The campaign needed signatures from one-third of the city’s registered voters within 180 days of filing the recall petition June 12, or the first business day thereafter. That deadline was Monday when they needed about 27,400 signatures. As of Thursday afternoon, they were short about 3,800, Chairwoman Aimee Robinson said then. It’s not clear how many signatures the campaign managed to log.

Robinson did not return a call Monday.

The failure to launch a recall election “should not be mistaken as support for the marshal, but rather the apathy that plagues Lafayette,” the campaign said in a statement.

“Time and time again, we heard support for the movement but reluctance to sign the petition or get involved,” the statement said. “When you fail to take action and stand against what is wrong, you give consent.”

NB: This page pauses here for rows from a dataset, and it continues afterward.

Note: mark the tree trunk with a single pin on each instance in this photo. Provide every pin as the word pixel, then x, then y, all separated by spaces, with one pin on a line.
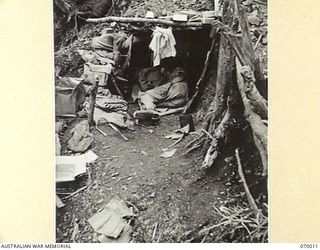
pixel 252 105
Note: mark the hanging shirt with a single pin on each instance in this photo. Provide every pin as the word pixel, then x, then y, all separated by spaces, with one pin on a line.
pixel 162 44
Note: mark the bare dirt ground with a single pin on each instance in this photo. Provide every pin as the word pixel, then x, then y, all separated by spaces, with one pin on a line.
pixel 172 193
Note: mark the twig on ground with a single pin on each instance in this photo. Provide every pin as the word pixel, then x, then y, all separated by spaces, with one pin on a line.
pixel 154 231
pixel 257 43
pixel 74 193
pixel 176 142
pixel 208 134
pixel 251 201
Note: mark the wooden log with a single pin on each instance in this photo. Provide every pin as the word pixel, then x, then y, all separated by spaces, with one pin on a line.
pixel 258 126
pixel 203 75
pixel 92 102
pixel 251 201
pixel 217 136
pixel 110 19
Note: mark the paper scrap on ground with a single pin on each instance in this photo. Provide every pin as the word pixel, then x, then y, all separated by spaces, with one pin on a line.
pixel 110 221
pixel 125 236
pixel 59 202
pixel 68 166
pixel 168 154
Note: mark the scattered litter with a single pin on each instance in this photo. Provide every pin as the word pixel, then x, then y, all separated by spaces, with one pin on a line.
pixel 152 195
pixel 59 202
pixel 68 167
pixel 168 154
pixel 111 220
pixel 115 174
pixel 74 193
pixel 75 231
pixel 82 138
pixel 144 153
pixel 125 236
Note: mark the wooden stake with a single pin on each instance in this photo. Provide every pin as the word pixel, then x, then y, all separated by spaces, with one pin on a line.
pixel 246 188
pixel 92 102
pixel 110 19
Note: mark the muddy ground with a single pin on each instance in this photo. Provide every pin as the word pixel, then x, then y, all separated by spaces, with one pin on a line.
pixel 174 193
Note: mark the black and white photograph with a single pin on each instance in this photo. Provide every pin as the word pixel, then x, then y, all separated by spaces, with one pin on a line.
pixel 161 121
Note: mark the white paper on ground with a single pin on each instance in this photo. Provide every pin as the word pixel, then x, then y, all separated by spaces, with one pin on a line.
pixel 70 166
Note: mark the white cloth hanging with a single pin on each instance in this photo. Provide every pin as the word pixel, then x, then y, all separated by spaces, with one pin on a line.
pixel 162 44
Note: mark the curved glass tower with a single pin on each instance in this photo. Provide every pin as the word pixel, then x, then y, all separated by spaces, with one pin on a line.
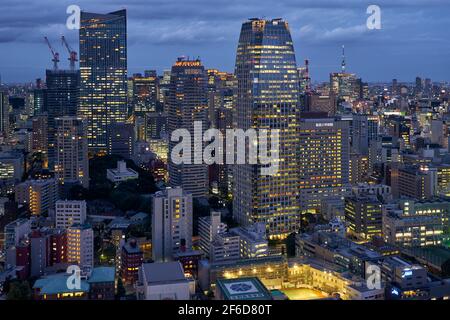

Pope was elected three years ago, and his tenure has been marked by layers of scandal. He is facing criminal perjury and malfeasance charges — seven in all — related to allegations he used public resources to support his favored candidate in the 2015 Lafayette Parish sheriff election. The trial is scheduled for Feb. 20.

Pope’s practice of paying himself with court fees is one of the primary complaints of the recall campaign, which released Pope’s personal tax returns showing he took home more than $120,000 in such fees last year on top of his regular wages of nearly $75,000.

Last month, the campaign drew attention to Pope’s stymieing of a Louisiana attorney general's opinion on the fees issue. Pope sought the opinion in response to pressure from auditors and Lafayette city-parish officials, but he did not respond to the Attorney General’s Office’s attempts to reach him once the opinion was completed, according to a Sept. 21 letter from Assistant Attorney General Alexander Reinboth. The Attorney General’s Office then withdrew the opinion.

Campaign organizers vowed to continue their opposition to Pope in other ways, including a pending request of the Attorney General’s Office to release the opinion on court fees.